Until you need to update it of course.

>but really stable
implying arch is not

call me back when then next huge™ cumulative update breaks your mengina

Install Gentoo

Same here user, I had Manjaro w/ i3 installed which is supposed to work out of the box (protip it didnt) and while the arch wiki was helpful I eventually gave up on it. Now im running debian sid with dwm. It runs fast and stable as butter, if you need more up to date packages (you most certainly dont) just compile them yourself.

install arch

>AUR
= A collection of broken PKGBUILDs maintained by a community of archfags.
Have fun installing things from the AUR especially large packages like mingw stuff with all its dependencies just to realize that you need to spend hours for compiling that shit.
>But muh *-bin packages
Installing the *-bin package doesnt affect the dependencies so you have to rewrite the PKGBUILD and the dependencies PKGBUILDs to use the *-bin package instead of the default. Then you run into cycle dependencies because AUR maintainers cant get their shit right.
How exactly is this "easier to install"?

Tried arch once. Its literally a shitty meme. I want to get work done, user.

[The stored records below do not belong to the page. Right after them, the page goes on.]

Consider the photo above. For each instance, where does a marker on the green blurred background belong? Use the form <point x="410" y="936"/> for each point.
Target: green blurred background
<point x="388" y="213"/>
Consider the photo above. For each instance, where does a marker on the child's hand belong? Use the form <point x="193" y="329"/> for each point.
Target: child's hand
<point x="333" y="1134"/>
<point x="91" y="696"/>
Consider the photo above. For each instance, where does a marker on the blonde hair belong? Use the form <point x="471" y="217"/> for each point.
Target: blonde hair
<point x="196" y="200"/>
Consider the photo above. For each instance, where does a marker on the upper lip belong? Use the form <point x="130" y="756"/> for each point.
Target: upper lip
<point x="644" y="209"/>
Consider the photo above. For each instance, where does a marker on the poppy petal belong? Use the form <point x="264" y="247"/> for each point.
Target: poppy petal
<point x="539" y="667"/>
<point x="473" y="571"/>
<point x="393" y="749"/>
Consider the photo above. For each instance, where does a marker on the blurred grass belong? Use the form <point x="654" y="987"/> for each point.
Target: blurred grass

>2 of the 3 are upstream binaries
rly shows you the debian retardation

>How exactly is this "easier to install"?
>makepkg -i
this not simple enough for you? wew

I would recommend Debian.

You're never going to find a package that isn't setup in the deb format and isn't in the repos, but in the off chance you do, you can find it in another repo. Better yet, configure it yourself. Odds are if it's that niche it won't be integral to your system, nor will it need to be updated frequently. Debian just werks. Arch just werks. But Debian has the added privilege of not exploding when you don't update it for a month

>> - maybe unstable/fucks up on an update now and then
Very unlikely these days. I have arch 5 years now and happened to me twice with proprietary nvidia drivers.
Everything that is in official repos should be rock solid.